You should run your samples in the same way as you ran the standards, i.e., 1.0 mL of the color reagent to 0.10 mL of sample. For accuracy the rate you obtain for your sample needs to be in the range of the rates you measured for the standards. If it the rate is too high, perform a dilution on the sample and re-run the procedure on the diluted sample. (Again, you will then need to back-calculate to the concentration of the sample by knowing this dilution.)
Upon completing the analysis, you and your partner should combine to put together a report on your findings using a typical journal format of:
- Title: specific, descriptive, concise;
- Abstract: short summary of what you did, why, and what you found;
- include appropriate background (such as how a spectrophotometer works, how the spectrophotometry data will help you answer your question, and the reaction you are using to detect glucose, the Trinder glucose activity test);
- introduction of the question (such as why you think it is interesting, and what you think will be the outcome and why);
- Experimental Procedures: in narrative form because this is a formal report, and specific enough for someone to repeat it exactly how you did it;
- Results: well-formatted tables and/or graphs with captions. Show all of your raw data in whatever form is clearest;
- Discussion: show and explain how you used your raw data to find the answer (such as plotting your calibration curve and sample data together). Give a detailed, logical argument leading to your final answer of how much glucose is in your sample (either in terms of %wt or g/mL concentration of your full strength solutions). Compare your findings to your hypothesis and attempt to explain any discrepancies. If possible, compare your answer to a cited literature value;
- Conclusion: the answer you came up with and a summary of how you solved the problem. Discuss possible sources of error that lead to uncertainties about the accuracy of your conclusion. Suggest a future experiment that would continue this work.
Note: this is a formal scientific writing assignment. Grammar and spelling count. Please proof-read your work before submitting it.

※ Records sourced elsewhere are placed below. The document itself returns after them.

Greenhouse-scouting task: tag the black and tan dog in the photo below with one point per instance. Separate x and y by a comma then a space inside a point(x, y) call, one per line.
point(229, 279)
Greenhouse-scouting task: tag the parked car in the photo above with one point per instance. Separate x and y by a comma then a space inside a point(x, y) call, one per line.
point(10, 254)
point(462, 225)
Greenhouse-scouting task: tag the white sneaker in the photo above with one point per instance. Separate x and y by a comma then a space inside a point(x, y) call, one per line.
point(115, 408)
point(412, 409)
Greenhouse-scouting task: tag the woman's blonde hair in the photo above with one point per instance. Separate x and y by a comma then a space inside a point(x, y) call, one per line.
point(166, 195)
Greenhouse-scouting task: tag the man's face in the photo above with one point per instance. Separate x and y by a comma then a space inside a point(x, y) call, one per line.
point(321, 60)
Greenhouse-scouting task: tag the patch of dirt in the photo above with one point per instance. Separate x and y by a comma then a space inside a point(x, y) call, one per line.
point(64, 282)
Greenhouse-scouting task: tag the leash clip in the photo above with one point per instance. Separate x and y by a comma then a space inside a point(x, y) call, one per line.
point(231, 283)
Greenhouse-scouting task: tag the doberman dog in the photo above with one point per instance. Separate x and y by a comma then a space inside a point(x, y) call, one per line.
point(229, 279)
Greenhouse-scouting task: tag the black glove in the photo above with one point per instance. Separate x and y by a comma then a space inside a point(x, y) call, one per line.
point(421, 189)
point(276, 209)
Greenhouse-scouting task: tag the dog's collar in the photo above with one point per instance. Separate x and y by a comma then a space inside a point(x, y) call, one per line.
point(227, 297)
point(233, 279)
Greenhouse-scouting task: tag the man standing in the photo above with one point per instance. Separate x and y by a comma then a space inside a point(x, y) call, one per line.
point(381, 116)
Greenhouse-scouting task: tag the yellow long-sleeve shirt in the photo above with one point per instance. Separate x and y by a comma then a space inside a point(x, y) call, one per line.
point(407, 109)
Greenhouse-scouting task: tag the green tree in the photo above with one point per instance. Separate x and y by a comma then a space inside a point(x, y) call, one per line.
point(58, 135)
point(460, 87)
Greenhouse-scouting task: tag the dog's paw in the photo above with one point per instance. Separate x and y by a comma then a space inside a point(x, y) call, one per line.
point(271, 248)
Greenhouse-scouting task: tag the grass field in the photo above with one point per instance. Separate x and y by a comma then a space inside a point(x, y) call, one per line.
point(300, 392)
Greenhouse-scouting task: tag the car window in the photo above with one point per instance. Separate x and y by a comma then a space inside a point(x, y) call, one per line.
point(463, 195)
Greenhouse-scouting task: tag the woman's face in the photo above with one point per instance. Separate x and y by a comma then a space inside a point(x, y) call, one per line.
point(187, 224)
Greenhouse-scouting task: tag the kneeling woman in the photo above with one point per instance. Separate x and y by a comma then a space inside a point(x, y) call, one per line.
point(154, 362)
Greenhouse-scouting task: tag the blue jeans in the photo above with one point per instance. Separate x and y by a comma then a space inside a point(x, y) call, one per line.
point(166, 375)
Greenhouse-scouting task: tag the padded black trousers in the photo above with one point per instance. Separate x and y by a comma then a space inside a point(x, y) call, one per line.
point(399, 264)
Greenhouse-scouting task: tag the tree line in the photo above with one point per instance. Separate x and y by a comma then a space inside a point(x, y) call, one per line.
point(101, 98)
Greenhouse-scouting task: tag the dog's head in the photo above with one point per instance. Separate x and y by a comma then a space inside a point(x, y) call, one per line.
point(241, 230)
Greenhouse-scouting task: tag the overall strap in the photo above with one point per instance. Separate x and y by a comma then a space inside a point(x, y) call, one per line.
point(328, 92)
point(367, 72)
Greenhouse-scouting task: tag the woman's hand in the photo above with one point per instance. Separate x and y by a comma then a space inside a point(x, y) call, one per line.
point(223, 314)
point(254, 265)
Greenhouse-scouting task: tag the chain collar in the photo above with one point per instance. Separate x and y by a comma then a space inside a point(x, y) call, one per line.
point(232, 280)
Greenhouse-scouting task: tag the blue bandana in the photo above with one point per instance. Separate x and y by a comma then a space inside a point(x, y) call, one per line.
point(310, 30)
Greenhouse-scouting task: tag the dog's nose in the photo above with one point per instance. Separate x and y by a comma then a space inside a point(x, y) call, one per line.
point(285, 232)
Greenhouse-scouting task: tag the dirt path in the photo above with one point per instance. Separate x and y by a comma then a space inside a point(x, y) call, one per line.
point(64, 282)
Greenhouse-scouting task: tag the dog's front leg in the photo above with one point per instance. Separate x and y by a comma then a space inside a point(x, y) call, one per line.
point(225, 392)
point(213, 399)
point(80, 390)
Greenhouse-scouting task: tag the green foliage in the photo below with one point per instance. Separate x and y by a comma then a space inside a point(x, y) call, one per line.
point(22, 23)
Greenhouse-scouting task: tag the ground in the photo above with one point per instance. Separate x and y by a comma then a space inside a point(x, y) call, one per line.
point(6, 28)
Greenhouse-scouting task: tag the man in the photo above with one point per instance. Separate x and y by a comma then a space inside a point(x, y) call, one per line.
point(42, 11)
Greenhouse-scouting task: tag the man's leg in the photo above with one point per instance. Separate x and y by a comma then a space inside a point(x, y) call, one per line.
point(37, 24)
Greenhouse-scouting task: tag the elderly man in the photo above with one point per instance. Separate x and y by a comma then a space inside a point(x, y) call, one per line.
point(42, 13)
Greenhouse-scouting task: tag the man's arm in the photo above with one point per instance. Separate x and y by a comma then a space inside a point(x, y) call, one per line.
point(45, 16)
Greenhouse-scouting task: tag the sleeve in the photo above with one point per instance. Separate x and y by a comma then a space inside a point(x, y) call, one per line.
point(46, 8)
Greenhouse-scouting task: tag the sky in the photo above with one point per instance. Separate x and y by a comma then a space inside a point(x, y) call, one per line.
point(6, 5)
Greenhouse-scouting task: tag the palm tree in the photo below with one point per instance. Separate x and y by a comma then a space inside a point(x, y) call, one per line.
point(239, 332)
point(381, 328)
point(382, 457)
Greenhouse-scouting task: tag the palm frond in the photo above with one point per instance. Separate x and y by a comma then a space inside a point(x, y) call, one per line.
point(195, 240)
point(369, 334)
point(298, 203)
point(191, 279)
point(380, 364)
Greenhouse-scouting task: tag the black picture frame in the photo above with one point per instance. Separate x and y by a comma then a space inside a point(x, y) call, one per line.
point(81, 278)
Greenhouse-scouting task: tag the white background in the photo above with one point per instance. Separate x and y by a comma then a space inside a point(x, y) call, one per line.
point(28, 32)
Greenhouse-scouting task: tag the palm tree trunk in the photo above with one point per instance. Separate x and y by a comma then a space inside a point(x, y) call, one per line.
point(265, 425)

Format: Section headers are recommended. Citations must be formatted appropriately. You may want to take a look at a biochemistry or chemistry journal paper to see a properly formatted paper and/or consult the ACS style guide. I will gladly proof-read your papers, but you must show me your draft at least a week before it is due because it may take me a few days to read through it.
Turn in your report electronically with Canvas.